For The Love Of Lambing
It’s 7pm on Sunday the 6th of March and I’m in the barn with Graham and a sheep that’s due twins but has only ‘dropped’ one. A few hours ago I arrived at Slade farm and Polly had given me a rapid paper-based refresher on how to deliver lambs in trouble. Now it’s time to put that into practice. With the sheep on its side in the straw, and its first lamb already stumbling around, I feel for the second lamb inside her as carefully as I can. One of the most surprising things about lambing is how hot a sheep is when you’ve got your hand inside them. I feel for the lambs front feet and head, then pop the first, then second leg out and pull. The lamb slips out, fresh gooey life. She’s a bit yellow, a sign she got distressed. Mum sheep sets to work licking her new lamb clean.
On the first night at Slade farm I assisted a few different sheep with Graham as the head midwife. The sheep are kept in a few different places on the farm: wherever there’s space. We wander around the farm with a torch under a cold, clear night sky and canopy of stars, our wellies and the mud making thick noises at our feet.
Over the week I’m there I help in the evenings and on the days I have off my regular job. The following day, I arrive in the morning and meet Ffion, one of the full-time workers on the farm. She instantly makes me feel welcome and it surprises me when she says she doesn’t like people. I think that’s just in comparison to how much she loves the animals. She’s dedicated, hard-working and enthusiastic but still somehow manages to be down to Earth. Ffion is 28, has long hair and a nose ring, not the typical image that springs to mind when you think of a farmer. We chat while we bag up the feed for the pigs, barely dust fills the air in the draughty old stone building.

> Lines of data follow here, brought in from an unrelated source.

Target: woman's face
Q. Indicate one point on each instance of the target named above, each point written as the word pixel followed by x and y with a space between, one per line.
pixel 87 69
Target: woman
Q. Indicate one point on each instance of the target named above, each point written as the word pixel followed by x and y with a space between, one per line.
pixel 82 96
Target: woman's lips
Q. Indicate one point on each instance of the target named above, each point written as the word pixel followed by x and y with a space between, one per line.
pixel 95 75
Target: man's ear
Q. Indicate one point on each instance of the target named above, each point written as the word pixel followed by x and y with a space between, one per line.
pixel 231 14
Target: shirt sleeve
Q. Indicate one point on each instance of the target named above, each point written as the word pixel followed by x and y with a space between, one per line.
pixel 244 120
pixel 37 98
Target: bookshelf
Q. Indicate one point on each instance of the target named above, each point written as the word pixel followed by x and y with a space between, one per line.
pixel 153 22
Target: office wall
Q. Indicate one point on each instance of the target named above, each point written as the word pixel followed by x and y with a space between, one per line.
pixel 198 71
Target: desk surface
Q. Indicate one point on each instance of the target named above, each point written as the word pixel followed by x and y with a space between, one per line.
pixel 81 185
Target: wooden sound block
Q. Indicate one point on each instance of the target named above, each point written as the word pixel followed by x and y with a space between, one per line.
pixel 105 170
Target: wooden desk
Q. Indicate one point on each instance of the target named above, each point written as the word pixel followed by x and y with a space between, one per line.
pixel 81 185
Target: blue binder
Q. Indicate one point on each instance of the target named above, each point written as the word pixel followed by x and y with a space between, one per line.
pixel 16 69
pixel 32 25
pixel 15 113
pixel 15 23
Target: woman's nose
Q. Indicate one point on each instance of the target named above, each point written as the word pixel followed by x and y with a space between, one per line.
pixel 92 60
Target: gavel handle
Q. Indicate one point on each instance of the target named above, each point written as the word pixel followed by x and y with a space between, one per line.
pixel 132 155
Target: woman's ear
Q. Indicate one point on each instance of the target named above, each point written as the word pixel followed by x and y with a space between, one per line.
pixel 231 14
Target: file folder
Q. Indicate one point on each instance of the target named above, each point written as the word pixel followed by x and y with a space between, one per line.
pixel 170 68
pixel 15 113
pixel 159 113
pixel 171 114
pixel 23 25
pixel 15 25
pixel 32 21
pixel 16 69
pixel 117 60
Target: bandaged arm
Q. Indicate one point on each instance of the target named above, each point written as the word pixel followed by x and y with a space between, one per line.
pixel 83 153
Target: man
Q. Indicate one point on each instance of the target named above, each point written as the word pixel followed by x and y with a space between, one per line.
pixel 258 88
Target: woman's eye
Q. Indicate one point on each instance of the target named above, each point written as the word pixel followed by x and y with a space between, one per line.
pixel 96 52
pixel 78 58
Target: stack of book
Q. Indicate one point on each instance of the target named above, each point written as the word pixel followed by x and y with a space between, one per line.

Slade farm is a traditional mixed farm with pigs, sheep, beef cattle and vegetables. It’s also organic and a closed system. This means that all the food and bedding for the animals is grown on the farm, and the manure and old straw bedding is used to fertilise the fields. I say this like I know what I’m talking about, I learnt all this while on the farm.
When all the feed is bagged we go down to see the pigs - ginger pigs with black spots. Ffion introduces me to Brian, one of the pigs who was a bit sick recently but with some TLC and a few bananas has made a full recovery. Ffion jumps in the run with them and gives Brian a good scratch. The rest of the day is spent feeding and watering all the animals, changing the bedding and iodine-ing the lambs umbilical cords so they don’t get an infection. That’s my favourite part, the lambs, they are quite happy to be picked up and make quiet little grunting noises, utterly adorable. I leave around 6 and go down to the local beach in time to watch a spectacular sunset.
Later in the week I meet two of the other volunteers: Matt and Henry. Matt is a professor of bio-medical science and Henry is a high-flying chef who works in Michelen star restaurants. Both have ambitions to own a small-holding and want to get some experience to supplement their reading and YouTube videos. Meeting interesting people is an added bonus I hadn’t anticipated. Polly & Graham, the farmers, have interesting previous lives as high-flying professionals in London. They’ve opened their farm life and business to strangers through volunteering and initiatives like ‘lambing-live’ where those who buy veg boxes can visit the sheep and lambs on a Saturday morning. I enjoy feeling like I’m ‘on the inside’, handing lambs to the children and answering questions as best I can.
I find it interesting that so many people from so many different walks of life are drawn to farming in one way or another. For me it’s because it feels tangible, an important job creating the food we depend on to survive. But it’s more than that. Late at night in the sheds, with the animals sleeping and no one else around there’s a calm in the stillness, it’s not empty or silent or lonely, it’s a comforting, pleasing quiet. The shed is warm despite being open to the elements on the sides, the sweet golden straw rustles as animals shift in their sleep, the bull draws deep, slow breaths, it’s breathing like the waves on a shore.
At the end of the last day all the volunteers, Ffion and Leon, the lad who works the weekend, walk down to the end of a track on the farm. We drink beer with a view over the fields to the sea, the fields full of sheep we’ve helped lamb. It’s a cold, grey day but the weather doesn’t matter.
My time on Slade farm was one of those concentrated experiences, where the memories seem to fill more than the one week I was there. I’m really grateful to Polly and Graham and their family. I can’t wait to go back, assuming they’ll have me!